SB: Es heißt, die Geschichte ist immer die Geschichte der Sieger. Nun gibt es aber die sogenannten Neuen Historiker in Israel. Welche Art von Opposition kommt darin zum Ausdruck?

IP: Ich glaube, die Sache mit der "Neuen Geschichte" wird übertrieben. Wir waren eigentlich nur zwei Personen. Sie sitzen hier also mit der Hälfte der Neuen Historiker zusammen. Die andere Hälfte hat aufgehört, ein Neuer Historiker zu sein, und sich entschlossen, ein Patriot zu werden und sich der Mehrheitsmeinung unter den Historikern anzuschließen. Es ist also nicht viel davon übriggeblieben. Aber im Ernst, es hat in den 1990er Jahren eine intellektuelle Bewegung von einigen hundert Leuten gegeben, nicht nur der Neuen Historiker, auch unter Journalisten, im Theater und Film, in der akademischen Welt unter Geschichtsforschern, Soziologen und Politischen Wissenschaftlern. Es war breites Spektrum von Leuten, die zum einen Wissen und Kultur produzierten und zum anderen den bestehenden Wissens- und Kulturbetrieb angriffen.
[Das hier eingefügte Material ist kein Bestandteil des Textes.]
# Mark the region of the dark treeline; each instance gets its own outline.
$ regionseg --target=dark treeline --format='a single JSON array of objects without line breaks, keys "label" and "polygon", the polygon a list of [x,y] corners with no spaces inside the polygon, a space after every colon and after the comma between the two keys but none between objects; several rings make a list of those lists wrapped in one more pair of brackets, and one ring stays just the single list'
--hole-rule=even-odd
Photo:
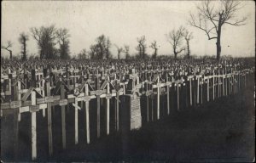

Ihr anfänglicher Erfolg sah beeindruckend aus. Sie schienen sogar in der Lage zu sein, Einfluß auf die Gestaltung von Lehrbüchern und die Inhalte von Dokumentationen im Fernsehen zu nehmen. Aber nach einiger Zeit wurde klar, daß diese Bewegung weder den öffentlichen Diskurs noch die politischen Auffassungen auch nur im geringsten beeinflussen konnte. Die Zeit wird zeigen, ob es sich lediglich um eine kleine, unbedeutende Periode oder vielleicht doch um etwas Größeres gehandelt hat. Noch ist es zu früh, darüber zu entscheiden. Möglicherweise wird es sich als Irrweg erweisen und nicht mehr sein als eine Anekdote. Ich habe ein Buch über diese Periode der Öffnung geschrieben, das gerade erscheint. Darin versuche ich aus der Distanz zu verstehen, warum diese Bewegung aufhörte. Ich kenne die Gründe, warum sie entstanden ist, doch dann verschwand sie buchstäblich von der Bildfläche. Nur in der Zivilgesellschaft ist noch etwas von ihr erhalten geblieben. So gibt es viele Nichtregierungsorganisationen, die diese Arbeit fortsetzen. Die israelische Regierung hat jüngst ein NGO-Gesetz auf den Weg gebracht, das allerdings noch nicht verabschiedet wurde, weil sich Netanjahu nicht entscheiden kann, ob er es unterstützt oder nicht. Die Regierung weiß, daß es sich bei diesen NGOs um die verbliebenen Reste der Bewegung handelt, und nimmt sie deswegen aufs Korn. Es geht dabei um die letzte Bastion freien Denkens in Israel. Sie werden dieses Gesetz zweifelsohne durch die Knesset bringen. Dann wird es keine unabhängige und nachhaltige Kritik mehr geben. Kritiker schon, aber keine Kritik im eigentlichen Sinn.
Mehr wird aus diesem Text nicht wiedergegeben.